We all love to catch fish, the bigger the better. Mostly. The trouble is that, without smaller, younger fish coming through, big ones will eventually die out, leaving us with precious little to catch.

The upper rivers worry me intensely. We seem to be seeing fewer and fewer roach, dace, small chub and perch as this particular winter wears on. I decided to set my stall out for smaller fish over 10 sessions, mostly on public waters, just to see how I got on.

I fished the Upper Bure, right down to Horstead Mill. I tried the Wensum in the city itself, at the excellent Bridge Inn stretch in Lenwade and up in Fakenham town. I found myself on the River Yare, just off the southern bypass, and I even looked for what remains of the River Tud.

Here and there I caught a few wild brown trout in the Fakenham area, a stocked brown trout lower down and a few gudgeon. But that was it. I realise that you can drop on a shoal of fish at this time of the year and make merry, but the overall conclusion was a drab one. In short, our upper rivers are losing fish hand over fist, year upon year.

Of course, this is not a new problem, it is one that has dogged us most of my own adult life.

John Wilson and I talked endlessly about this situation in the '70s and '80s and towards the end of that period, my SMALLEST river roach one year was nearer three pounds than two!

John was furious that all anglers and angling authorities did was talk. Talk, talk, talk he used to say and no bloomin' action.

Now it is even worse. I spend a lot of my life fishing but even more, it seems, talking conservation.

We have the Environment Agency, Natural England, DEFRA, the Norfolk Rivers Trust, the Norfolk Anglers Conservation Association, the Your Fisheries Partnership, the Catchment Sensitive Farming Scheme, the Wensum Working Group, the Broads Authority, the Angling Trust, the Catchment Based Approach Project and endless other groups too numerous to mention.

Let me stress that this problem is not restricted to river silver fish. What, for example, has happened to the wild trout stocks of the upper Glaven? Even the Norfolk Rivers Trust, based there, admits that the decline has been catastrophic.

So what's going on? Is it water quality? Diffuse Water Pollution? Is it lack of fly life? Is it lack of woody debris? Abstraction? Crayfish? Compacted spawning beds? The influence of canoes? Or is predation?

This is the probable answer that most environmentalists appear to shy away from, an issue it seems that is too hot to handle. The modern answer this century to declining fisheries is habitat based. It goes that if you get the environment right, the fish are bound to thrive. For 20 years, though, we have seen that this is not the case. We have seen re-emerging fish populations that have then inevitably been decimated by predation. Possible physical restocking of upper rivers and a measure of predator control just have now to be looked at.

What is for sure is that John Wilson was right. We do not need more data. We do not need more monitoring. What we need is action. And we need action now.
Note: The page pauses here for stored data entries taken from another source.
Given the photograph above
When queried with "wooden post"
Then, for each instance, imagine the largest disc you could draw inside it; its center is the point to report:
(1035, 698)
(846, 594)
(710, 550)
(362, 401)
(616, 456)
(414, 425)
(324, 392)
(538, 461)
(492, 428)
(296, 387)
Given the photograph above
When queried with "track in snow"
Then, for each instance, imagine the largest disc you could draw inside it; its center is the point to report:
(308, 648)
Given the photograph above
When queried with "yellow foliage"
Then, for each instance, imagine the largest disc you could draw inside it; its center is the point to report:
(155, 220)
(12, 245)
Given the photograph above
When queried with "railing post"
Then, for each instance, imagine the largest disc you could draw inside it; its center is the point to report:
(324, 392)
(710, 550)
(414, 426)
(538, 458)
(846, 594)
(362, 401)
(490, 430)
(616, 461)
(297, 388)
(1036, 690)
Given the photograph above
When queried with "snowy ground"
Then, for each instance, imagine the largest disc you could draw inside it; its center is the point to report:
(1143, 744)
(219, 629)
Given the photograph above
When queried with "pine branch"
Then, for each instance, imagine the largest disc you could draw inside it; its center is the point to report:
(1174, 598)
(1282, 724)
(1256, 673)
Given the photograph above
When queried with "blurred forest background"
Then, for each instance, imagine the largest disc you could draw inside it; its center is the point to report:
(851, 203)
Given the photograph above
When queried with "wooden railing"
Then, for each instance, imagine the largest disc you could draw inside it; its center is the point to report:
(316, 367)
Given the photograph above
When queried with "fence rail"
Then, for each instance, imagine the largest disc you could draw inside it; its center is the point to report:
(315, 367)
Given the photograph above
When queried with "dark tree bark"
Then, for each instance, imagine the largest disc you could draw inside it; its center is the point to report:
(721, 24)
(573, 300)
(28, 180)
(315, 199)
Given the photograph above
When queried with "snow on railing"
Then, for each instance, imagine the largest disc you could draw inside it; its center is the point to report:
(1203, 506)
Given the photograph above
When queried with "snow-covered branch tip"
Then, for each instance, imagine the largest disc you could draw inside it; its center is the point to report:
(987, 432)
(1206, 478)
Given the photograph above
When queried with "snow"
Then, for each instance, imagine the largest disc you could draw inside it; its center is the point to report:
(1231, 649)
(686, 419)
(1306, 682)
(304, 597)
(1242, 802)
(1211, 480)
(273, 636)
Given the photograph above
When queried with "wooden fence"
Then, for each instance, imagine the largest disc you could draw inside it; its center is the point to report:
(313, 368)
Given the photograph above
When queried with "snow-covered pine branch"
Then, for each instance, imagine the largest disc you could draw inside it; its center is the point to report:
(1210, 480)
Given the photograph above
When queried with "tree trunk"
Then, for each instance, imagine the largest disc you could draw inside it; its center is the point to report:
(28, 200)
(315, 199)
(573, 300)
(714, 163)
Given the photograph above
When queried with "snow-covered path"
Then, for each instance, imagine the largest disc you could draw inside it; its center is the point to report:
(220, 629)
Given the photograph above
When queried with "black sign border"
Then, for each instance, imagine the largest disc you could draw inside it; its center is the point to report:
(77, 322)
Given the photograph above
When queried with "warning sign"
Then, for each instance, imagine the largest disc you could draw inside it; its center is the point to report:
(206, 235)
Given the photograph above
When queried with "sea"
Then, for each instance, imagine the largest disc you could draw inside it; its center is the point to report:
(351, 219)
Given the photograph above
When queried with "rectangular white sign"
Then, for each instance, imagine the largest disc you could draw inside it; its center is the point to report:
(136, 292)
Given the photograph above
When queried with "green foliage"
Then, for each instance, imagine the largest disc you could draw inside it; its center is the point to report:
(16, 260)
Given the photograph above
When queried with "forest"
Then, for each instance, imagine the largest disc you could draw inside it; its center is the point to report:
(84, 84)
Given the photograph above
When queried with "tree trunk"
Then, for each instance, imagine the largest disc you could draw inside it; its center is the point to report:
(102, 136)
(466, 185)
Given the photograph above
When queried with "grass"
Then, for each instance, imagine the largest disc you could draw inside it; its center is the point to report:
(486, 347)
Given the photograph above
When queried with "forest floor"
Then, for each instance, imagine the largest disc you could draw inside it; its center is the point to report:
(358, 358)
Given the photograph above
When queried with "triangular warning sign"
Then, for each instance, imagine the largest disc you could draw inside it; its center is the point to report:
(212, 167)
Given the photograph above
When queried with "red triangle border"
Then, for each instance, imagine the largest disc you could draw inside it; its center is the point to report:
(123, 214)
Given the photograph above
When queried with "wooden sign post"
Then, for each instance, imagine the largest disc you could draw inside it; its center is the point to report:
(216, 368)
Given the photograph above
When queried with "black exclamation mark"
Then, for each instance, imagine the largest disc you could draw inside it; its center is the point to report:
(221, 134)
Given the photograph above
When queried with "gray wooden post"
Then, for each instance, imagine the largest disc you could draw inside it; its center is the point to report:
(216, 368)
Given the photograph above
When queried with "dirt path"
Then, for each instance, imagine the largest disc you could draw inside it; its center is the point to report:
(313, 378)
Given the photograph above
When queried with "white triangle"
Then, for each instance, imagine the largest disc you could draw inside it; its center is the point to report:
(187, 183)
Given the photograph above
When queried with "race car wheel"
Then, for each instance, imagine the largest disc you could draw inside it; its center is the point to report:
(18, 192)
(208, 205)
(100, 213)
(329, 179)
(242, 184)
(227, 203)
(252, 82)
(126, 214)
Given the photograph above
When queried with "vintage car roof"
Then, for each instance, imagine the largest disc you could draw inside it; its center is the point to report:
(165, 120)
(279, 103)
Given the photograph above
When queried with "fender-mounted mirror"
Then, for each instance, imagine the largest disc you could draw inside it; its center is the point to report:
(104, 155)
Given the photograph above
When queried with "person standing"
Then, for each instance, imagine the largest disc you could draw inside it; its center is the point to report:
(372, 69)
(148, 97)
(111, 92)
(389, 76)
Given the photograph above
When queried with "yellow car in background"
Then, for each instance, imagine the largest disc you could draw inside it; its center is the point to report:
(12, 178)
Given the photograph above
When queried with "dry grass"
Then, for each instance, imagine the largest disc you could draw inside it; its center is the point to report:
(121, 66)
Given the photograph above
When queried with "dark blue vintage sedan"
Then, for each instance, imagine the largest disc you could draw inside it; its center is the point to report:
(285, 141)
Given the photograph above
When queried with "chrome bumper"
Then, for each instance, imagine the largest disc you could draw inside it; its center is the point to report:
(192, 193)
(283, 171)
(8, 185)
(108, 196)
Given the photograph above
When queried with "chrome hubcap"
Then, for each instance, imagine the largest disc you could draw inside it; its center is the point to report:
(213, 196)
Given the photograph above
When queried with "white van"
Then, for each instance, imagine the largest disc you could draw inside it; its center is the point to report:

Still, nature always does have the power to amaze. Whilst the dace might be a disappearing act, it seems that the Wensum gudgeon are back everywhere.

After an absence of years, I am catching my beloved gonks from Fakenham right down to the city. It is like millions of them have been dropped into the river from a spaceship! They are all of a good size and mature enough to suggest they have been in the river, hidden for years.

Mother Nature, eh? Just when you think she's croaked it she has the power to amaze.